Bears are not the only wild animals to attack and kill humans. There have been wolf attacks in Alaska. NBC News reports on one such attack: “a pack of wolves killed Kenton Joel, a 22-year-old Ontario engineering student.” There have also been cougar attacks in Colorado.  The New York Times in their article “Mountain Lion Kills Boy Hiking in Colorado Park”: reported that, “Mark Miedema bounded ahead of his parents and sister on a well-traveled trail in rocky Mountain National Park on Thursday before being attacked and killed by an 88-pound mountain lion.” The United States as well as British Columbia has addressed the issue of menstruation by providing pamphlets to hikers and campers warning of the potential danger. Officials urge caution while menstruating and camping or hiking, as seen in the material from the Ministry of Water, Land and Air Protection of British Columbia, who stated in their 2002 bear and cougar pamphlet that “Women should consider using tampons when menstruating.” Gunther notes that the Yellowstone National Park Service issues these guidelines for visitors:

The following precautions are recommended:
1. Use pre-moistened, unscented cleaning towelettes.
2. Use internal tampons instead of external pads.
3. Do not bury tampons, pads and towelettes (pack it in – pack it out). A bear may smell buried tampons or pads and dig them up. By providing bears a small food “reward”, this action may attract bears to other menstruating women.
4. Place all used tampons, pads, and towelettes in double zip-loc baggies and store them unavailable to bears, just as you would store food. This means hung at least 10 feet above the ground and 4 feet from the tree trunk. (Gunther)

 Two separate governments are advising people there is a potential risk. This is not an ethical practice for the conscientious Bigfoot researcher, and there is real danger from predators.
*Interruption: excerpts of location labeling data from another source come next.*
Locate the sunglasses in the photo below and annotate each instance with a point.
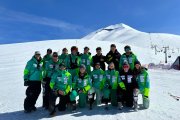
(126, 66)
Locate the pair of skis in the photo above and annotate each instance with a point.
(174, 96)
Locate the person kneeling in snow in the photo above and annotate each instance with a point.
(81, 86)
(142, 78)
(127, 85)
(97, 76)
(110, 86)
(61, 84)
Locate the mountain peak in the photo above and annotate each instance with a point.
(118, 26)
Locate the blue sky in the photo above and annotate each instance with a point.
(31, 20)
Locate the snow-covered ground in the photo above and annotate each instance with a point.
(13, 58)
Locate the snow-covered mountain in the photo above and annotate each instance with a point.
(124, 34)
(13, 58)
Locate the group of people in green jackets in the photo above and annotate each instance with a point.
(80, 80)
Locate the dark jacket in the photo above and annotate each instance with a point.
(99, 59)
(113, 57)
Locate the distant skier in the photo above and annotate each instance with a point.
(72, 62)
(113, 56)
(99, 58)
(50, 68)
(86, 59)
(60, 84)
(97, 77)
(47, 57)
(63, 56)
(128, 84)
(32, 79)
(142, 78)
(110, 85)
(128, 57)
(81, 85)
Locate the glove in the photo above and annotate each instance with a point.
(60, 92)
(107, 86)
(124, 88)
(43, 83)
(79, 91)
(26, 82)
(146, 97)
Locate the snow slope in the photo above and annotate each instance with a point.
(13, 58)
(124, 34)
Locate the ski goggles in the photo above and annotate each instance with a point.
(125, 66)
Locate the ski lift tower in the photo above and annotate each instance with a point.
(166, 48)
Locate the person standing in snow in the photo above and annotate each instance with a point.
(72, 62)
(60, 84)
(86, 59)
(128, 84)
(63, 56)
(32, 78)
(81, 86)
(47, 57)
(50, 68)
(97, 77)
(110, 85)
(99, 58)
(113, 56)
(143, 81)
(128, 57)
Even if women are not used or present, the researcher may be putting themselves or their team members at risk by using menstrual bait such as used pads or tampons.
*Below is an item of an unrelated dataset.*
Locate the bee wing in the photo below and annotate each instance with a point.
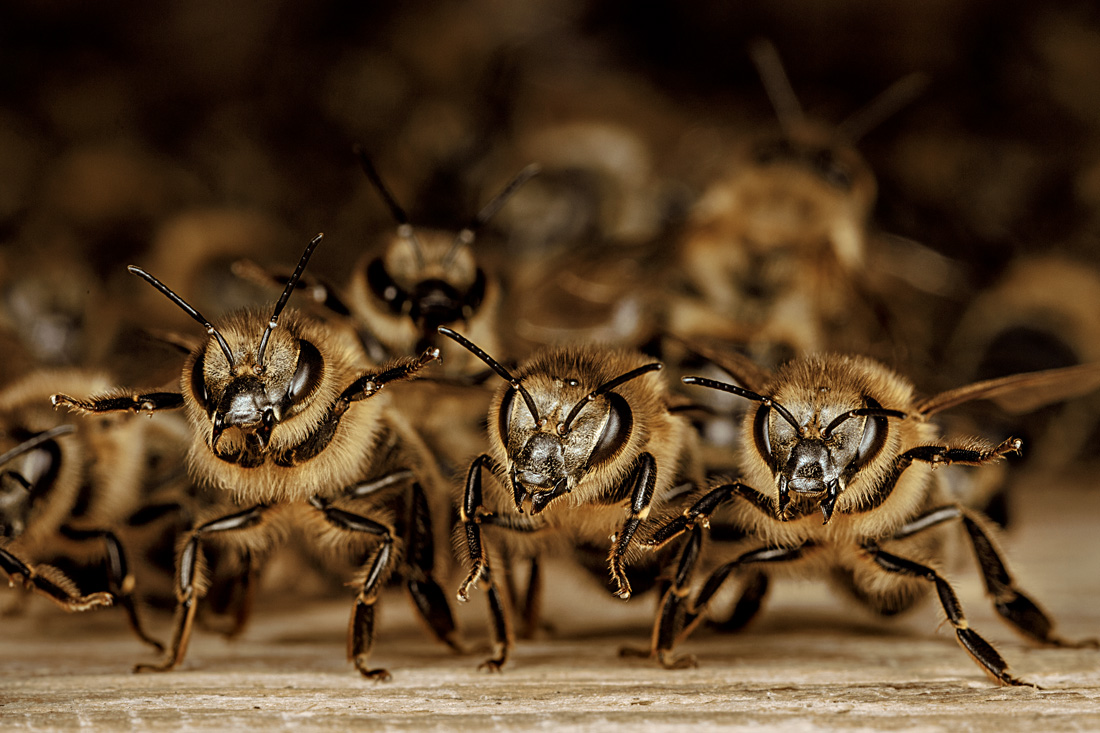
(744, 370)
(1019, 394)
Menstrual baiting should be avoided, in favor of safer and more ethical alternatives. There is no reason to put others at risk, and there are alternatives. Pheromone chips are available online at: BlueNorth.com.

An online blog called Guide to Bigfoot Hunting has this to say about their product:

"Pheromone chips are a method used to attract Bigfoot by creating an impregnated scent. The chip is attached to a tree branch, and left for Bigfoot to arrive. They are often accompanied with a trail cam to capture an image. These chips are made up of a mixture of ape and human pheromones. Pheromone chips aren't proven to work for this type of animal, although they are used to attract other wild animals such as deer. Experts say that any primate would be attracted to them. Bigfoot or not."
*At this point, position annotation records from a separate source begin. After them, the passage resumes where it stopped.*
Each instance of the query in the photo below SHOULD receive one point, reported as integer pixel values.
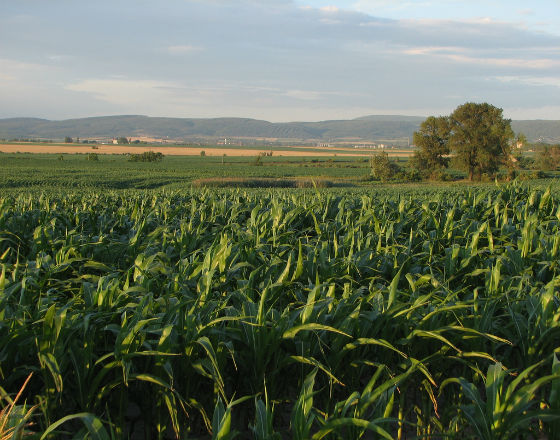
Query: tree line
(475, 139)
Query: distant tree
(432, 139)
(383, 168)
(480, 138)
(548, 158)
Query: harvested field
(189, 151)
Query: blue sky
(279, 60)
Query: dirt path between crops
(186, 151)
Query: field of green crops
(278, 314)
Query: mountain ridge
(367, 128)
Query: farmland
(339, 313)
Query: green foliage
(349, 313)
(547, 158)
(432, 139)
(383, 168)
(480, 138)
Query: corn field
(281, 315)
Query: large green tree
(480, 138)
(432, 140)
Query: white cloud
(549, 81)
(182, 49)
(121, 91)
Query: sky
(278, 60)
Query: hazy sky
(279, 60)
This product is a small compressed chip soaked in the pheromones, and then hung in a tree by a string. The chip should be removed and return with the researcher after using it, pack it in, pack it out. By using alternatives the researcher will be removing the blood from the equation and therefore the risk from predators. Since more pheromones are released during ovulation through the armpit region, a tee-shirt worn for a couple of days would serve as a safer alternative as well. The shirt can be taken out into the field, used, and return with the researcher when he or she is finished. Both the pheromone chips and the tee-shirt serve as ethical substitutions to menstrual baiting and will help protect the environment (by eliminating abandoned pads),while keeping the researchers and their teammates safe.